Taking my seat: guess who opposes equal pay

Ivanka Trump isn't the hero we need

Ivanka Trump at a rally.

It’s been quite the summer. Nearly one year ago, our neighbours to the South realized a catastrophic mistake when the electoral college gave the Presidential race to a racist, homophobic, transphobic, misogynistic, ableist (or any of the myriad of other “ic” or “ist” terms that he most likely falls into) President. Since November 8, 2016, Americans, and the world have been paying for this mistake. President Donald Trump and his ongoing blunders have controlled the airwaves both in the US and abroad.

I was going to take some time to introduce this column and review the weekly summer atrocities of this Presidency. However, one recent issue has caught my eye. It’s a problem I think has run somewhat under the radar but one that nicely introduces this column for the female-empowered-bad-assery I hope for it to be.

Before I get to the issue at hand, I want to speak to the person who made this issue even more of a problem at the White House. No, it’s not Donald Trump this time. It’s one of his trusted advisers. The adviser America hoped would bring rationality, social issues and, above all else, feminism to the White House. Haven’t guessed it yet? I’m obviously not talking about Melania, so that leaves Ivanka. Yes, dear old Ivanka Trump.

Last week, Ivanka gave the White House the ‘green light’ to roll back Obama’s January 2016 policy that worked to close the gender pay gap.

Now, you’re correct in thinking Ivanka has no authority to introduce or take away policies. However, as ‘the feminist spokesperson’ at the White House, you and I both know Donald Trump probably listened to Lorde’s ‘Green Light’ thinking “I’m waiting for it/that green light/I want it”… to stop talking about the gender pay gap and allow white cis-men to thrive in this USA.

Anyways, this policy was fairly simple. As explained in Business Insider, it required companies with over 100 employees to collect data on how much they paid their workers, broken down by race, gender and ethnicity. This opens up companies to be more accountable to their employees and to the public.  It would allow the media and advocacy groups to compile newly public data and compare pay between companies. I think it would start a trend of requiring employers to put their money where their mouth is in terms of equity, hiring and pay. The argument opposing this policy and the reason Ivanka is against it? It’s too cumbersome and time-consuming for companies to collect this data.

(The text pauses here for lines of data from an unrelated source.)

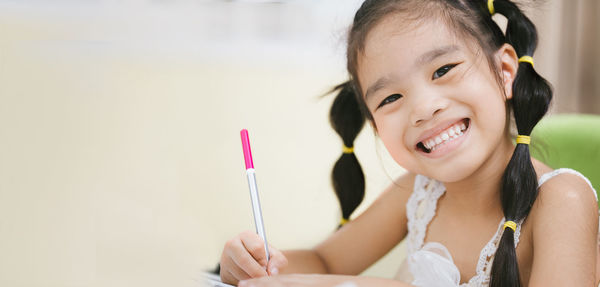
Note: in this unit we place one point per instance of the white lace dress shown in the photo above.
(430, 264)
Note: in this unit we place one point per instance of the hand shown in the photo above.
(244, 258)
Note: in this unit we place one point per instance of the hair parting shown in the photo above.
(531, 97)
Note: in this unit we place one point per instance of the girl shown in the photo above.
(438, 80)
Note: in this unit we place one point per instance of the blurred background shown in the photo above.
(120, 157)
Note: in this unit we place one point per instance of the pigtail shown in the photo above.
(347, 176)
(531, 96)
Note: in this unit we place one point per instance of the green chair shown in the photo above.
(569, 140)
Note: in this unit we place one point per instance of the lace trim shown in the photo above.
(421, 208)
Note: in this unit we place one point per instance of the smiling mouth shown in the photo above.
(451, 133)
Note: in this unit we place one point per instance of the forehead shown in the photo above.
(396, 40)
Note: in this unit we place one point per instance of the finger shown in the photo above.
(240, 256)
(256, 246)
(230, 272)
(276, 262)
(236, 275)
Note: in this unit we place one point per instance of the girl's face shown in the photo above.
(436, 104)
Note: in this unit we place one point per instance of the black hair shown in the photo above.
(531, 97)
(347, 176)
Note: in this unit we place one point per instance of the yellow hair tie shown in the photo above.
(346, 149)
(491, 7)
(523, 139)
(510, 224)
(526, 59)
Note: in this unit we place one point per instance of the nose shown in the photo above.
(426, 107)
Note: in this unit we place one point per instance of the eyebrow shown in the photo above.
(422, 60)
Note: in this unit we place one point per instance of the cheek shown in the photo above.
(390, 130)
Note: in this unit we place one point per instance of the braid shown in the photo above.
(531, 96)
(347, 176)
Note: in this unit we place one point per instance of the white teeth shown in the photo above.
(449, 134)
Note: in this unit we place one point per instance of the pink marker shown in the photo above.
(258, 222)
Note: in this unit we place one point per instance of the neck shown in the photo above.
(480, 192)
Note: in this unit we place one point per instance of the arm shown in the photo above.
(350, 250)
(299, 280)
(565, 230)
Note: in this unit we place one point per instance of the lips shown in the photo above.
(438, 137)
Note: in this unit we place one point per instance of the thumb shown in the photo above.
(277, 261)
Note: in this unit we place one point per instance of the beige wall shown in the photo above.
(120, 157)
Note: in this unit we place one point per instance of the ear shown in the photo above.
(508, 61)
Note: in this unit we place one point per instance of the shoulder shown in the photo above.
(564, 229)
(565, 200)
(566, 190)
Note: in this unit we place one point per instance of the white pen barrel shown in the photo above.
(258, 221)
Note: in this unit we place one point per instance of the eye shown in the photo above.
(389, 99)
(442, 71)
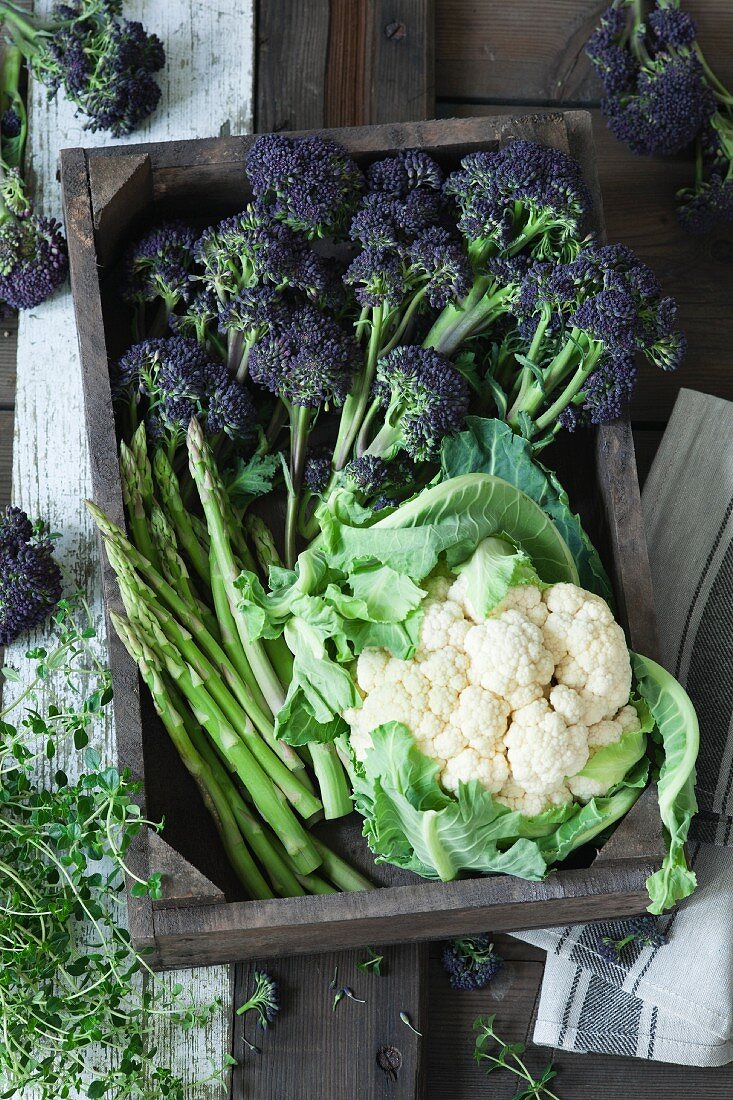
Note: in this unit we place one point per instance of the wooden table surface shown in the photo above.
(350, 62)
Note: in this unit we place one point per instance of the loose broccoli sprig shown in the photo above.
(584, 321)
(104, 63)
(308, 184)
(662, 96)
(471, 961)
(30, 576)
(168, 381)
(308, 363)
(33, 257)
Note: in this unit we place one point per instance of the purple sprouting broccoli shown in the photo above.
(159, 267)
(662, 96)
(424, 398)
(308, 363)
(582, 323)
(641, 932)
(367, 474)
(308, 184)
(33, 256)
(409, 169)
(317, 470)
(172, 380)
(522, 197)
(105, 64)
(30, 576)
(471, 961)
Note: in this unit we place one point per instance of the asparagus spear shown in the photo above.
(170, 492)
(212, 497)
(174, 656)
(210, 789)
(134, 505)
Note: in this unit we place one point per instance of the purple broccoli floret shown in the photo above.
(159, 265)
(523, 195)
(471, 961)
(409, 169)
(30, 576)
(425, 397)
(105, 64)
(317, 470)
(309, 184)
(368, 473)
(33, 256)
(308, 362)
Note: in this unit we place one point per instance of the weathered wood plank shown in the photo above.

Too cumbersome? Give me a break. Do you know what I think is cumbersome? Going through Twitter every morning and constantly seeing pictures of Donald Trump’s face along with more devastating news and offensive commentary from the President when I’m searching for pictures of puppies.

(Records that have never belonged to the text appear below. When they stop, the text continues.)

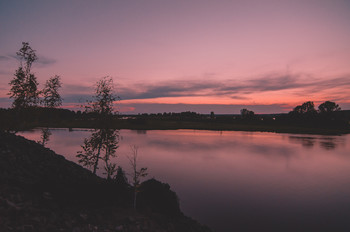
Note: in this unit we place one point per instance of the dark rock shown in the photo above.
(42, 191)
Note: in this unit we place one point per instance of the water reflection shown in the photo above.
(100, 145)
(241, 181)
(328, 143)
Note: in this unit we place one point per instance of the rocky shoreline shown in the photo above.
(42, 191)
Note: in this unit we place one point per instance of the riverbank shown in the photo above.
(42, 191)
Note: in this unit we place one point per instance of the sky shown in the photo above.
(194, 55)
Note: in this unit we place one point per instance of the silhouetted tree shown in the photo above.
(24, 87)
(136, 174)
(45, 136)
(103, 142)
(51, 96)
(328, 107)
(103, 100)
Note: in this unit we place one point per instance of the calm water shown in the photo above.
(241, 181)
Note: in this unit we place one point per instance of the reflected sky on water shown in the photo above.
(240, 181)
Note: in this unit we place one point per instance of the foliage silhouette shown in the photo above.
(103, 142)
(24, 87)
(51, 96)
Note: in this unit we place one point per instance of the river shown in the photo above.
(240, 181)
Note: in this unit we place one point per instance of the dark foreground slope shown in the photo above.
(42, 191)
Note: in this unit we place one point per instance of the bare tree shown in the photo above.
(24, 87)
(45, 136)
(51, 96)
(104, 140)
(136, 174)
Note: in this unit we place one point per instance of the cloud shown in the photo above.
(201, 108)
(231, 88)
(42, 61)
(4, 58)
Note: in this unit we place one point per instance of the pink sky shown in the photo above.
(186, 55)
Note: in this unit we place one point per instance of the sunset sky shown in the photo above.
(176, 55)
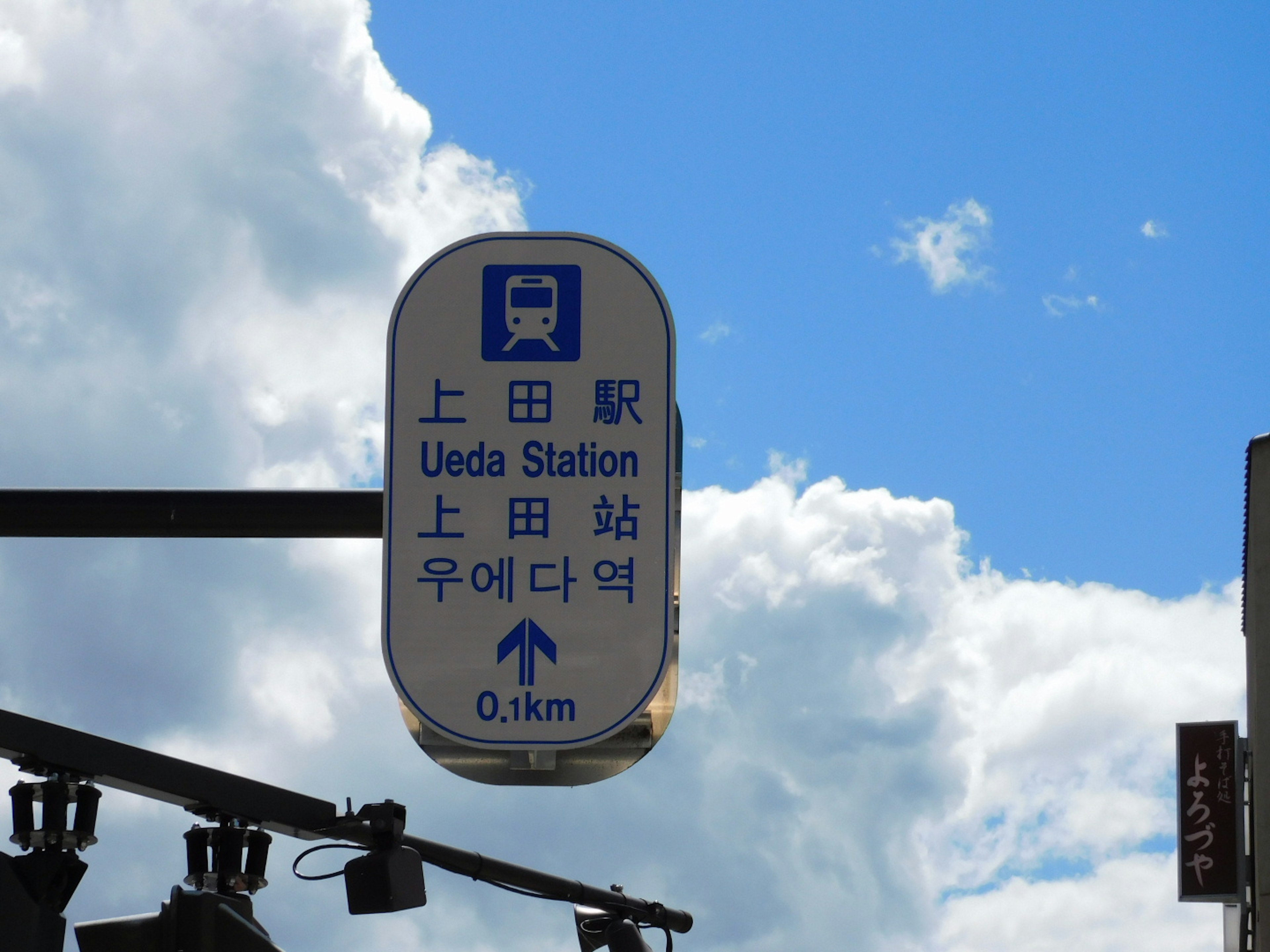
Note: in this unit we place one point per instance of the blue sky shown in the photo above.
(906, 251)
(752, 155)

Obama’s policy is definitely not the sole solution to the gender pay gap but was a step in the right direction.

Now, when I first heard about Ivanka’s decision, I was mad and was inspired to do some research into the gender pay gap. What I discovered is that while white women make 80 per cent of what white men make, black women earn 65 per cent and Latina women earn 57 per cent of the full-time weekly pay of a white man, as reported in the Women’s Policy Research annual report.

I think we, as a society, often fail to look at this issue intersectionally. As women, we have to fight and stand up for all women. This policy began to address these issues by not only breaking down the pay gap by gender but also by race and ethnicity. Yes, I know this isn’t everything, but again, it was a start.

Back to Ivanka, not only did she give her blessing to get rid of the Obama administrations policy, she didn’t propose anything herself to improve the gap and justify her decision.

So, what are my takeaways from this? The first is when we talk about the gender pay gap, we can’t just assume people are talking about it from an intersectional lens. We need to keep fighting for all women, regardless of race or ethnicity, to make sure they have a seat at the table. The second lesson: Ivanka Trump isn’t our ally in the White House and people need to stop talking about her as if she is. In an administration that is mostly run by white older men, Ivanka could have been the female voice that was much needed in the White House, but her actions prove we can’t count on her in that way.